The Bulgarian natural gas company Bulgargaz has suspended payments of $1 million from the Bulgarian budget to BOTAS, effective July, according to Kaloyan Metodiev, an independent Member of Parliament (MP) in Bulgaria’s 50th Parliament.

He stated that the contract with BOTAS goes against national interests and that they will likely pursue arbitration.

Concerns over national interests

Metodiev made these comments in response to statements in Bulgarian media, emphasizing that Minister Vladimir Malinov’s remarks suggest the contract with BOTAS does not align with Bulgaria’s national interests, which opens the door for potential arbitration.

He noted Bulgargaz ceased payments in July because it was no longer feasible to transfer $1 million daily from the Bulgarian budget to BOTAS’s accounts.

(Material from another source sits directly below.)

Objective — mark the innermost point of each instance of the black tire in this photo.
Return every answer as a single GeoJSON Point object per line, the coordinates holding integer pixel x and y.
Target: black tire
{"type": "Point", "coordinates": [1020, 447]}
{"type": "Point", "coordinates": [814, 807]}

Legal options for protection

The state gas supplier, Bulgargaz, hired a legal advisor to explore various options to protect Bulgarian interests under the contract signed with Turkish BOTAS. This contract reserves an annual capacity of 1.85 billion cubic meters until 2036 for a daily fee of approximately $500,000. A meeting between the two companies was scheduled for Oct. 15 in Istanbul to discuss the contract, but Bulgargaz had already stopped payments in July.

The situation became clearer following Energy Minister Vladimir Malinov’s response to questions on Oct. 11. Metodiev expressed concerns about the absence of a termination clause in the billion-dollar contract, questioning the decision to seek legal advice after only two years of payments.

Call for accountability

He called on President Rumen Radev, Acting Prime Minister Galab Donev, and the head of Bulgargaz to take responsibility for the situation.

Metodiev further noted that while the Turkish company continues to send invoices, Bulgargaz has not made any payments.

He stated that the Turkish side cannot be blamed in this situation, emphasizing that they were not forced into this agreement and that the real issue lies within their ranks.